Earlier studies suggested that in Japanese patients, D207V predisposes to later onset and milder phenotype as opposed to V603L [23, 24]. And according to the first report from the GNE Myopathy Disease Monitoring Program (GNEM-DMP), A662V might be associated with a more severe phenotype, compared to V727M [25]. But previous reports on Chinese patients were insufficient for genotype–phenotype analysis due to limited patient number [4,5,6,7,8,9,10,11,12]. As half of the patient harbor at least one allele of D207V and the phenotype of autosomal recessive disease relies more on the milder allele, we compared the age of onset between patients with/without D207V. The onset of age was significantly later in patients carrying at least one allele of D207V, which is in concordance with previous reports. Based on the frequency data of D207V in China, the prevalence of GNE myopathy with homozygous D207V mutation is estimated to be 50:1,000,000. However, till now there were only 2 D207V homozygotes identified in Chinese population. A D207V homozygote was even reported to remain asymptomatic in his seventies in Japan [2, 23, 24]. It is very much likely that D207V homozygotes are in the mild extreme of the disease spectrum and are largely left undiagnosed. However, there was no significant reduction of GNE activity in D207V mutant compared to other missense mutants within epimerase domain in the in vitro recombinant enzyme-cell expression system [26]. The reason why it leads to milder phenotype still need further elucidation.

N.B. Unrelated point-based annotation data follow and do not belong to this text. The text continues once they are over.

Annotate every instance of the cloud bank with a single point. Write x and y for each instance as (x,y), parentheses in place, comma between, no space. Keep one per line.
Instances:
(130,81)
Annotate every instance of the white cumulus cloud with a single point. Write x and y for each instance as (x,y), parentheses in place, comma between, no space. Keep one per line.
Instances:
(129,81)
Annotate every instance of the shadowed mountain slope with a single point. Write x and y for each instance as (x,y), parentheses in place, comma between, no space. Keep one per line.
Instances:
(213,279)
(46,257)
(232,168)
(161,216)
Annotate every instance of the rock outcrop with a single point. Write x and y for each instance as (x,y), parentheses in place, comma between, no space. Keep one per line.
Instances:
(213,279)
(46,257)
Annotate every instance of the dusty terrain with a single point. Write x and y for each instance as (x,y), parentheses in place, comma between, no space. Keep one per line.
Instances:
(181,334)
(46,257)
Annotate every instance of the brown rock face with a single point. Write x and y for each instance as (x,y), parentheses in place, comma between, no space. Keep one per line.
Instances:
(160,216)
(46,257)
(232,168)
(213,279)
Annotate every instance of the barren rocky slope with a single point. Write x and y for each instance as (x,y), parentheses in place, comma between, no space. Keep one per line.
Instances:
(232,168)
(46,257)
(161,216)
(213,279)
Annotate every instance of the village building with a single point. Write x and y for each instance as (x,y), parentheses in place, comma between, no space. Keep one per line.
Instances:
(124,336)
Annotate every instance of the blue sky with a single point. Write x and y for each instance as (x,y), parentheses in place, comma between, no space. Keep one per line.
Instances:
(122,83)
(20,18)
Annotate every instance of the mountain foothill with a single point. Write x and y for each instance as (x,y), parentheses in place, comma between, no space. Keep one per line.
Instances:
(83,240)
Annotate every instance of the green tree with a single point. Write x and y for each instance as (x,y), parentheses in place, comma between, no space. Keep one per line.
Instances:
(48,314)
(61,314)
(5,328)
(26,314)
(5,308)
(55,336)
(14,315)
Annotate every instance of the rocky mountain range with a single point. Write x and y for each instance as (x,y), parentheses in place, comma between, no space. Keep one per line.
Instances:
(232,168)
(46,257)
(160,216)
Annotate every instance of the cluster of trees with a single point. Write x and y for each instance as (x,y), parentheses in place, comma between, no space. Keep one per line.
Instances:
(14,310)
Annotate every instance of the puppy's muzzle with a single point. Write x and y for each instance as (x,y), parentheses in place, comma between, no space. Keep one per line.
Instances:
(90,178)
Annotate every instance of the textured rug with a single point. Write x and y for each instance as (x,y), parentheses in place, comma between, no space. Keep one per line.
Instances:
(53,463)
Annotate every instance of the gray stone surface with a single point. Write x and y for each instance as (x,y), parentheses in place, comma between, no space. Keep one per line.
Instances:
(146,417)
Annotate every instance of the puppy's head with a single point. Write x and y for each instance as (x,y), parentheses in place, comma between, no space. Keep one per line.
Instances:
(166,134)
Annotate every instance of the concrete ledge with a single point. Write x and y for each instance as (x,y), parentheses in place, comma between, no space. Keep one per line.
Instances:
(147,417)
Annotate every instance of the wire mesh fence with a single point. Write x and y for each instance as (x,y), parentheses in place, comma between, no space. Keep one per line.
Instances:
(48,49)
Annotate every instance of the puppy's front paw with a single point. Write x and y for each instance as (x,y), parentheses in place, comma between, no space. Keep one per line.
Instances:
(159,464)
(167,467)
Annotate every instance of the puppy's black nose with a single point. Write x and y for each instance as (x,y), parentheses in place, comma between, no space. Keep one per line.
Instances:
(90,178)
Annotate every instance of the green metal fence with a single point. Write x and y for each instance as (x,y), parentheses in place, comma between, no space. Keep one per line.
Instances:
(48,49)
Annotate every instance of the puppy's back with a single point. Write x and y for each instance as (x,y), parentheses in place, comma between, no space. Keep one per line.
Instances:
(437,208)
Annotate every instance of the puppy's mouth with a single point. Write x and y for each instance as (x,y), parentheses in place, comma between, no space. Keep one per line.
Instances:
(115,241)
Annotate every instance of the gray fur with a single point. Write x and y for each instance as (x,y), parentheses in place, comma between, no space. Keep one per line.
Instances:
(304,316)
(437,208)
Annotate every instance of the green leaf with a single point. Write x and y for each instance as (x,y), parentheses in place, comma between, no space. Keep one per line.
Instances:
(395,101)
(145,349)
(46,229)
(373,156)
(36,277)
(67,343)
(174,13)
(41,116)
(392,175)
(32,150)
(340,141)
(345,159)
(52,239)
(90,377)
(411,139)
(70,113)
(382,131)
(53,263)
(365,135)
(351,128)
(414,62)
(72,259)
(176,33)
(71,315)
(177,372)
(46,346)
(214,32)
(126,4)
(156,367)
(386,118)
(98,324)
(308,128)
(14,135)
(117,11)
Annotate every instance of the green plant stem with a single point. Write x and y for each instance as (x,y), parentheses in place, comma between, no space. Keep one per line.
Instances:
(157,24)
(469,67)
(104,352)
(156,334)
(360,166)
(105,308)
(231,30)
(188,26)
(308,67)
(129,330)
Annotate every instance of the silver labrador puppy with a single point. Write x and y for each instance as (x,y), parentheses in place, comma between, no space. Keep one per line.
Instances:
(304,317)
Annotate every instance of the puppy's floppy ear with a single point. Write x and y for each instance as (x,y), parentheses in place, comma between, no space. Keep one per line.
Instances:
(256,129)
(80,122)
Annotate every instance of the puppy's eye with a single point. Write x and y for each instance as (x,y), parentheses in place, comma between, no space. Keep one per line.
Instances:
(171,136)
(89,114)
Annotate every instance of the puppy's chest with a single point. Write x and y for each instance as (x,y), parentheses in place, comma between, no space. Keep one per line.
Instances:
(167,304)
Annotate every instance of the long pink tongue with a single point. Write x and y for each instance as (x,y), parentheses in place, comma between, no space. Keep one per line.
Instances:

In conclusion, our study is till now the largest cohort of Chinese patients with GNE myopathy. Twenty-one novel mutations including 1 gross deletion and 1 retrotransposon insertion were identified in our study, further expanding the mutation spectrum of GNE gene. We confirmed that D207V is the hotspot mutation for GNE gene in China. As it is associated with a milder phenotype, the population of patients with GNE myopathy may still be overlooked in China.